The beating heart of the Ons and Ons is guitarist Glenn Morris, sole songwriter and veteran of a thousand pub stages with the Tribesmen and Kings of the Sun. In his spare time Morris leads The Zeroes, a southern Sydney jukebox of ‘80s underground rock.

Carving out an audience playing songs that most of the suburbs have forgotten is one thing but launching a band specialising in something as unfashionable as Guitar Pop is another. Triple Jay will look the other way, of course, but that’s not relevant.That “It’s the Ons and Ons Calling” works is testament to Morris’s songs and the players around him.

Glenn’s brother Brian on drums and original Gurus bassist Clyde Bramley lay down the required rhythm bed so Morris,  rhythmeister Jon Roberts (Barbarellas) and Richard Lane (ex-Stems) can go to work on guitars. Lane adds colouring on keys. Glenn’s economical lead guitar is complemented by his melodic voice and of course he’s written songs to suit.

Lead track “All Over Heavenly (You’re My Everything)” is heralded by some scorched earth guitar and a hook worth bottling.”Long Ride” is unabashed pop rock that probably needed Lane’s keys more prominent in the mix. That omission is corrected on the New Wave-ish “Don’t Tear Me Down” where Glenn’s plaintive vocal straddles a great feel.

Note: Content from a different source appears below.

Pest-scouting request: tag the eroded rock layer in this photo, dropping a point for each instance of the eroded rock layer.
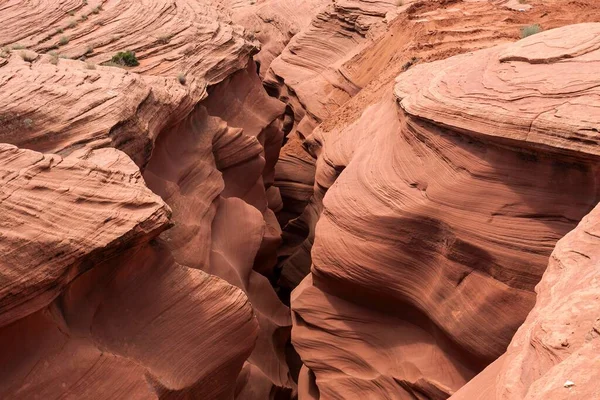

“Stupid Girl” (not the Stones song) ups the bottom end ante to cross into rock territory but for the most part - on record at least - the On and Ons dwell in the powerpopn space that provided oxygen for a thousand ‘80s bands before grunge and the charge of the major label chequebooks lamentably drove them further underground.

The catchy “Better Not Give Me Grief” is as good a powerpop song as you’ll hear this year or any other. Even Greg Shaw would have been impressed by the cascading melody and “ahhh-ahhhs”. Let your CD player’s repeat button convince you. “Before Our Eyes” also shows Morris’ hook-laden songwriting talents to the max and “Goodbye My Love” isn’t far behind it. "Hard To Say Goodbye" is an appropriately rebgretful closer but it's cut down before it ends properly by a mastering error. 

Production is by Dennis Wilson (of legendary Oz prog rockers Kavas Jute) is transparent with the appropriate light touch. The album’s on Citadel and that’s significant because the label has been undergoing something of a shift. Mostly operating as a heritage imprint, releases by the Ons and Ons, Joeys Coop and Orange Humble Band are putting an increasingly contemporary complexion on the catalogue. Buy this album and help Brother John retire to the Maldives (or at least repair his house’s leaky gutter.)